From Failures to Fixes: LLM-Driven Scenario Repair for Self-Evolving Autonomous Driving

TL;DR

This work tackles robustness and generalization gaps in autonomous driving by focusing on failure-driven, semantically informed scenario repair. It introduces SERA, a closed-loop framework that analyzes pre-evaluation logs to identify failure patterns, retrieves semantically aligned scenarios from a structured scenario bank, applies an LLM-based reflection to refine selections, and performs few-shot, targeted fine-tuning to repair safety-critical weaknesses. Key contributions include the formalization of a Scenario Descriptor and Scenario Bank, a Failure-Aware Scenario Recommendation pipeline, an LLM-based Reflection mechanism, and a self-evolving repair loop validated on Bench2Drive/CARLA showing consistent performance gains across diverse baselines. The approach offers a practical, data-efficient pathway to improve safety-critical behavior and generalization in autonomous driving, with demonstrated improvements in Driving Score, Success Rate, Efficiency, and Comfortness across multiple architectures.

Abstract

Ensuring robust and generalizable autonomous driving requires not only broad scenario coverage but also efficient repair of failure cases, particularly those related to challenging and safety-critical scenarios. However, existing scenario generation and selection methods often lack adaptivity and semantic relevance, limiting their impact on performance improvement. In this paper, we propose \textbf{SERA}, an LLM-powered framework that enables autonomous driving systems to self-evolve by repairing failure cases through targeted scenario recommendation.

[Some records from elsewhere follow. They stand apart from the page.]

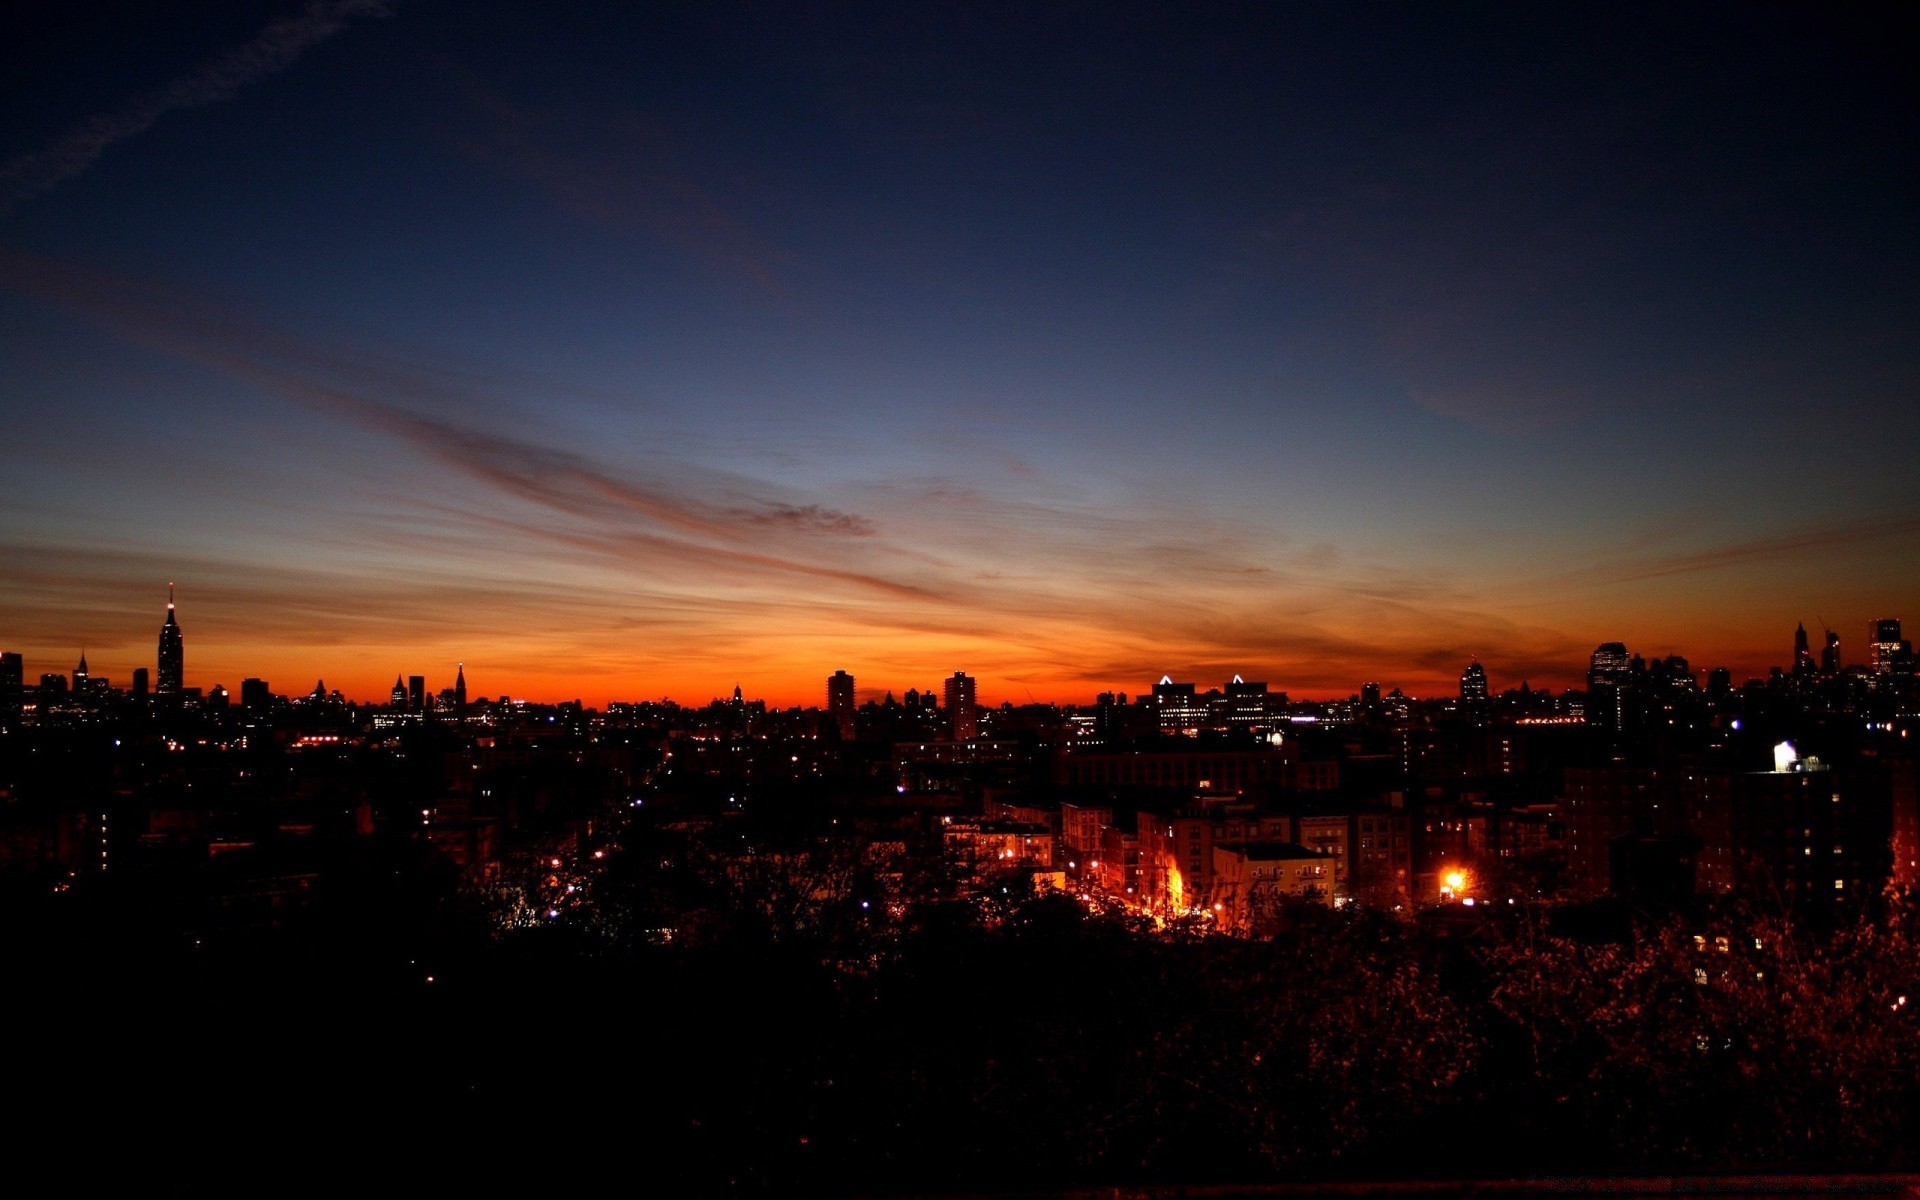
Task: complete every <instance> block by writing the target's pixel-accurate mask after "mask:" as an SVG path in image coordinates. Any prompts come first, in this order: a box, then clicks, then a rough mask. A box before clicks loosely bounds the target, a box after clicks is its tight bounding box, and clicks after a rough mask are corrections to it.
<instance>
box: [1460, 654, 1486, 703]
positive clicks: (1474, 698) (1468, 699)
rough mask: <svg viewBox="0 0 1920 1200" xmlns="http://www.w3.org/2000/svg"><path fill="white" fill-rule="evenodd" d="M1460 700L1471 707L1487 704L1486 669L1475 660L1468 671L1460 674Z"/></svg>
mask: <svg viewBox="0 0 1920 1200" xmlns="http://www.w3.org/2000/svg"><path fill="white" fill-rule="evenodd" d="M1459 699H1463V701H1465V703H1469V705H1484V703H1486V668H1484V666H1480V660H1478V659H1475V660H1473V662H1469V664H1467V670H1463V672H1459Z"/></svg>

By analyzing performance logs, SERA identifies failure patterns and dynamically retrieves semantically aligned scenarios from a structured bank. An LLM-based reflection mechanism further refines these recommendations to maximize relevance and diversity. The selected scenarios are used for few-shot fine-tuning, enabling targeted adaptation with minimal data. Experiments on the benchmark show that SERA consistently improves key metrics across multiple autonomous driving baselines, demonstrating its effectiveness and generalizability under safety-critical conditions.

Paper Structure

This paper contains 25 sections, 12 equations, 4 figures, 4 tables, 1 algorithm.

Figures (4)

  • Figure 1: Conceptual illustration of SERA. The system performs pre-evaluation to detect failure cases, leverages failure-aware scenario recommendation to retrieve vulnerable instances, and applies self-evolving scenario repair for targeted model adaptation. An example on the right shows a failure due to low-visibility collision that is successfully repaired through efficient fine-tuning, leading to improved decision-making under safety-critical conditions.
  • Figure 2: Overview of the proposed SERA framework.
  • Figure 3: Ability-wise success rate comparison of UniAD under different selection strategies (Random, Initial Rec., and Full SERA). Full SERA consistently improves performance across various driving abilities.
  • Figure 4: Qualitative comparison between VAD (red dashed borders) and SERA (green dashed borders) across various autonomous driving scenarios. Each column represents a future timestamp (t, t+1s, t+2s, t+3s), showing the behavioral differences between the two methods. SERA demonstrates more consistent and safer navigation compared to VAD.